N’essaie pas ! Fais-le, ou ne le fais pas ! Mais il n’y a pas d’essai. — Maître Yoda.

Quel con ce maître Yoda !! Il n'a jamais joué à Snake Pass !! — Moi.

Fall and Retry, the hard way.

Depuis quand n'avez vous pas joué à un jeu qui a représenté un véritable challenge pour vous ? Vous vous souvenez des jeux de l'époque ? Les jeux dont la durée de vie sans mourir était d'une bonne heure grand max ? Et pourtant, on en a passé des heures dessus... Le secret ? Die, and Retry.
Vous avez gueulé récemment contre un jeu parce qu'il était trop court ? 50 balles pour un jeu qui dure 8h, c'est rageant, je vous l'accorde. Mais était-il vraiment court ? Ou juste trop facile ? Combien de fois êtes vous mort ? Ah... vu comme ça...

Et bien Snake pass est court. Sûrement. À vrai dire, je ne l'ai même pas fini.
Mais Snake pass a une bonne durée de vie. Pourquoi ? Parce qu'il n'est pas facile !

Donne moi ta main, et prends la mienne.

Les tutoriels. La première phase de tout jeu qui se respecte. Une fois terminé, vous maîtrisez la technique, place à l'aventure.
Le tutoriel de Snake Pass. La première phase du jeu. Une fois terminé, vous avez compris qu'il y a une technique, place à la torture !
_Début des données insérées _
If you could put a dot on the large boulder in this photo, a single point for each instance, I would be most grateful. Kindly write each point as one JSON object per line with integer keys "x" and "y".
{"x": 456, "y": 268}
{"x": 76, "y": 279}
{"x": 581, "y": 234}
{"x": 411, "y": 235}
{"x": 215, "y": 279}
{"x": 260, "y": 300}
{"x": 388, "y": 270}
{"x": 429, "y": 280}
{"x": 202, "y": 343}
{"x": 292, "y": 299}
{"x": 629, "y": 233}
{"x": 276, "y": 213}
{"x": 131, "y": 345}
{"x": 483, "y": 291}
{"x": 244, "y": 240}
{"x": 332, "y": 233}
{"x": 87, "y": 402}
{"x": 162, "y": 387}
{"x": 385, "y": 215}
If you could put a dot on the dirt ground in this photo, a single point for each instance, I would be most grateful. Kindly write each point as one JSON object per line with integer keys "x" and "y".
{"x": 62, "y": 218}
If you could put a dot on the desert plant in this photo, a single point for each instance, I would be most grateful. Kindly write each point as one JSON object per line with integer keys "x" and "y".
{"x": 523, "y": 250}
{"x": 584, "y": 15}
Le gameplay est étrange. Pas mauvais, pas mal pensé, pas mal adapté, juste étrange. En fait, on a l'habitude de la flèche de côté pour avancer en 2D. Puis vint la 2D isométrique, la 3D, on a évolué, mais on s'est habitué. Et ces nouvelles méthodes de déplacement sont maintenant la norme.
Et bien le gameplay, ici, n'est pas normal. Évidemment, le héros est un serpent !
Comment fait un serpent pour avancer ? Il se tord, il se dandine. Et bien à vous de réapprendre à avancer dans un jeu vidéo.

Appréhender l'équilibre, quand on ne maîtrise pas les bases du déplacement, c'est toute une aventure. Tel un bébé qui maîtrise vaguement le 4 pattes et qui va s'aventurer debout, vous allez vous casser la figure. Et pas qu'une fois.

Réapprendre les déplacements que vos doigts ont appris depuis des siècles de jeux vidéo. Voilà le défi que vous propose Sumo Digital ! Rien de moins.

De l'absurdité de l'ornithologie

Vous aimez les oiseaux ? Ne jouez pas à ce jeu.
Tout au long de votre aventure, vous êtes suivi de près par un compagnon ailé. Une sorte de colibri. C'est d'ailleurs cet espèce d'emplumé qui vient ruiner votre journée de glande à venir en vous sortant de votre profonde torpeur. Ça s'annonçait mal.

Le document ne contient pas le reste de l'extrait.